Vr: Zorgden de docenten die u aannam ook voor vernieuwing in de lessen en in het werk van de studenten? CM: ja, maar een voorbeeld geven is heel erg moeilijk want als ik het ene voorbeeld noem sluit ik de andere uit, terwijl we juist heel veel mensen hadden van diverse pluimage. Ze hadden allemaal hun eigen opvatting en hun eigen attitude. Maar misschien kan ik het illustreren met een voorbeeld van twee docenten. Je had in de textiel afdeling Harry Boom. Harry Boom was een zeer extreme figuur, heel extravert, riep altijd bij beoordelingen, kunst is streng. Hij was ook streng, hij nam nooit een blad voor zijn mond. Hij was heel kritisch. Daar tegenover zou ik kunnen zetten een docent uit de handvaardigheid afdeling Felix Heerkens. Buitengewoon goede docent. Heel stil, die keek en keek en gebruikte dan drie zinnen om heel erg to the point opmerkingen te maken over het gangbare proces waarmee een student bezig was. Het waren allebei zeer goede docenten en totaal verschillend van aard, karakter en temperament, maar juist die mix en die openheid waren belangrijk. Er waren altijd discussies, er was flauwekul, er was strengheid en er was grote concentratie. De ideale voedingsbodem voor de vorming van studenten die kiezen voor het beeldende vak. Vr:

Hadden ontwikkelingen als de nieuwe schilderkunst invloed op de academie, het beleid of de docenten? CM: Niet als systeem, dat ging via de docenten. De docenten die bepaalden wat er gebeurde. De docenten haalden door hun opvatting en hun begeleiding het nieuwe binnen. Maar het was niet zo dat we zeiden nou moet je dit doen, of nou moet je dat doen, dat is de trend. Door de docenten kwamen de studenten er natuurlijk wel mee in aanraking. De praktijkdocenten moesten allemaal een eigen praktijk hebben, ze moesten echt het vak beoefenen. Dus ze waren actief als beeldend kunstenaar of actief ontwerper. Dat was ook een hele belangrijke conditie, een uitsluitende conditie.

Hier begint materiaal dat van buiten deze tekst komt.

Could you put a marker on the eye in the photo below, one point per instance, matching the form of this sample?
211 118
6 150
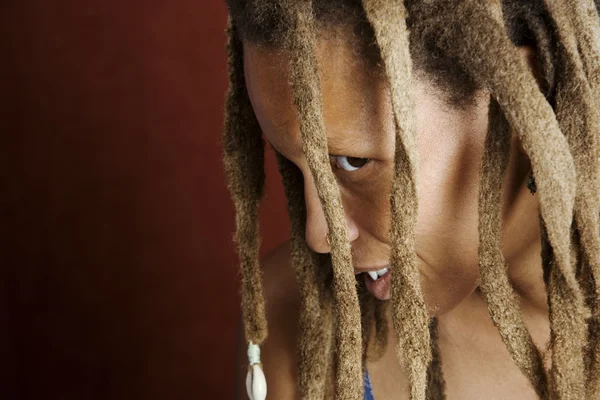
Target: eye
349 163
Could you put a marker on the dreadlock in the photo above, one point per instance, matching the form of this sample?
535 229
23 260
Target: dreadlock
557 121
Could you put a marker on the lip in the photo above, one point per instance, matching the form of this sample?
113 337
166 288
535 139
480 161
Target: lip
379 288
372 269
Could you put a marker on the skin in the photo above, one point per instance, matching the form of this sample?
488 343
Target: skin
359 123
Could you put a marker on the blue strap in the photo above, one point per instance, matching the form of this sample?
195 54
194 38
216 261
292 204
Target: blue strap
368 388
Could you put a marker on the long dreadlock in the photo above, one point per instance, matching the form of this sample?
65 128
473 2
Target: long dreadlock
558 126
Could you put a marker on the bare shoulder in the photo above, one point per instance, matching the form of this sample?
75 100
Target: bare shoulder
278 353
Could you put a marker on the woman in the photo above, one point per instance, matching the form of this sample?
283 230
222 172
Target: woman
441 164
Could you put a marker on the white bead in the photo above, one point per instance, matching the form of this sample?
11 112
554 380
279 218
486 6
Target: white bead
256 384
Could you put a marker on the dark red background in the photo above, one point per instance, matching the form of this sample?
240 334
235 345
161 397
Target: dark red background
118 269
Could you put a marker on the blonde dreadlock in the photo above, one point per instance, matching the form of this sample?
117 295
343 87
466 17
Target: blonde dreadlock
564 153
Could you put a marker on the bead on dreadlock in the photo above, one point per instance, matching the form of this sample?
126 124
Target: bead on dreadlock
256 384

Vr: De jaren tachtig zijn de tijd van het postmodernisme. Het strenge late modernisme werd verlaten. Er was een nieuwe interesse in schilderkunst, en er werd rijkelijk geciteerd uit het verleden en vrijelijk geplukt uit de massacultuur. Hoe gingen studenten en docenten met die veranderingen om?(Dat was eigenlijk de vraag) CM: Wij waren niet een school in de zin van een stroming. We waren een school waarin individuele studenten zich moesten ontwikkelen om dat vak te leren kennen en dat gaan toe eigenen, zonder dat we zeiden

78

dat vak kun je maar op één manier eigen maken. Daarom hadden we ook zon grote diversiteit aan docenten. Studenten ontwikkelden zich op basis van hun eigen opvatting en de docenten waarmee ze te maken kregen. Sterker nog, wij stimuleerden het ontwikkelen van een eigen opvatting. Als de opvatting van een student minimalistisch was, dan deed hij het minimalistische. En als hij meer was voor de expressionistische schilderkunst, dan deed hij dat. Dat werd dus op die manier bereikt. Het moest wel goed zijn, het mocht niet zomaar imitatie zijn van het bestaande, het moest authentiek zijn. Studenten moesten hun eigen authentieke opvattingen ontwikkelen over datgene waar ze mee bezig waren.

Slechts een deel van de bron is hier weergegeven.